What immortality I may achieve will be digital — bit-based words swirling through the Internet's luminiferous aether until the last server is unplugged. I can't say with certainty that it will ever mean anything, but I will do my best to provide a reasonable "final episode."






4 Comments:
I think there's all kinds of ramifications and consequences to the online extensions of ourselves that we as a society haven't figured out yet in terms of norms and standards and taboos. All this interwebs chaos is still very new and poorly understood (remember the tubes!) in the wider context of the history of social norms.
For a local example, there's Janice Guillen, the 18-year-old girl recently arrested for participating in the murder of a homeless man. The Pulp claims to have found her myspace page. If true, then what's going to happen to that page? Will her family take it over and use it as a forum to raise money for a legal defense fund? Do they even know it exists? Will Ms. Guillen herself return to the page and update her most recent predicament, seeking sympathy and support from myspace friends? How many adds do you get for killing a homeless guy? Or will her myspace become a magnet for personal attacks and insults, and eventually shut down?
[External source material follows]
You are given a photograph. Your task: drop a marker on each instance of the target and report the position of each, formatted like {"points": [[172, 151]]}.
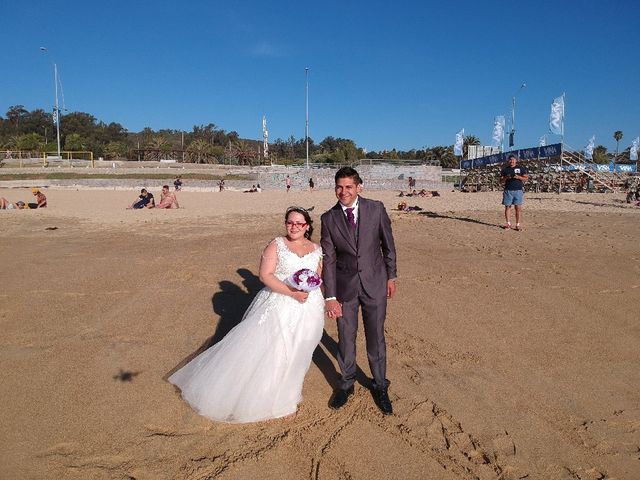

What if she tries to maintain it from prison, sending out pics and posts to a friend who plugs in the information for her? Does myspace have a policy covering incarcerated users?
I've also thought about that unsettling moment when, for reasons beyond my control, I cease to publish online. Like you, I've arranged for others to have access so that announcements can be made, but I have written no last words. I don't know that they are mind to write.
Of course, I also hope that the whim of technology doesn't remove me, either. Having everything vanish into white space is disturbing.
"I'm not dead yet!"
I've thought about this, too, and the truth is that I don't want to give out my passwords (mainly the e-mail ones) because I don't think there's anyone in my life who would not snoop around.
There's a lot of incriminating stuff in my various e-mail accounts. I prefer to be dead when my friends and family stumble upon them.
For now, the passwords are all sealed in my will.